La exposición, inaugurada ayer en presencia de la delegada de Cultura de la Junta, Monsalud Bautista, y del presidente de la asociación memorialista de Málaga, José Sánchez Gallardo, es en este sentido un conjunto de confirmaciones oficiales del oscuro anecdotario que forma parte de la literatura extranjera. Material de archivo que rubrica las penurias sufridas por gente como Koestler, pero también las idas y venidas y la convulsión que se apoderó de la colonia de El Limonar en esos primeros días de febrero.

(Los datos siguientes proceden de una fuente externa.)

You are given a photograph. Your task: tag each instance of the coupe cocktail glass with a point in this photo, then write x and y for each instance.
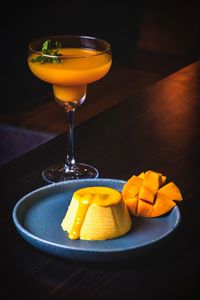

Las hojas dedicadas a Koestler son quizá las más interesantes. En ellas se sigue el itinerario de los seis meses que vivió en España, la condena a muerte en Sevilla, donde pasaría 95 días incomunicado o el odio visceral de un militar con apellido de grandes resonancias locales, el capitán Luis Bolín. Ana Díaz, comisaria de la muestra, explica las razones de la famosa obsesión: Bolín jamás perdonaría a Koestler que le hubiera engañado en Sevilla haciéndose pasar por fascista para entrevistar a Queipo de Llano. Gracias a ese encuentro, el mundo supo de una operación que había sido custodiada con celo por los sublevados: la participación en la contienda de nazis e italianos, supuestamente neutrales. Bolín se prometió a sí mismo que mataría al escritor como si fuera «un perro rabioso». Y lo hubiera conseguido de no mediar la presión internacional y la Cruz Roja, que logró su liberación en un intercambio de prisioneros que incluyó nada menos que a Josefina Gálvez, la mujer del aviador Carlos de Haya. Para la historia, además de sus libros, quedaron esos cuatro días de encierro en Málaga, con una captura en la que también se vio implicado su amigo y protector, el zoólogo Peter Chalmers-Mitchell. Letra menuda y judicial de un periodo aciago, sin más luz que la que intentaron ponerle los grandes visitantes.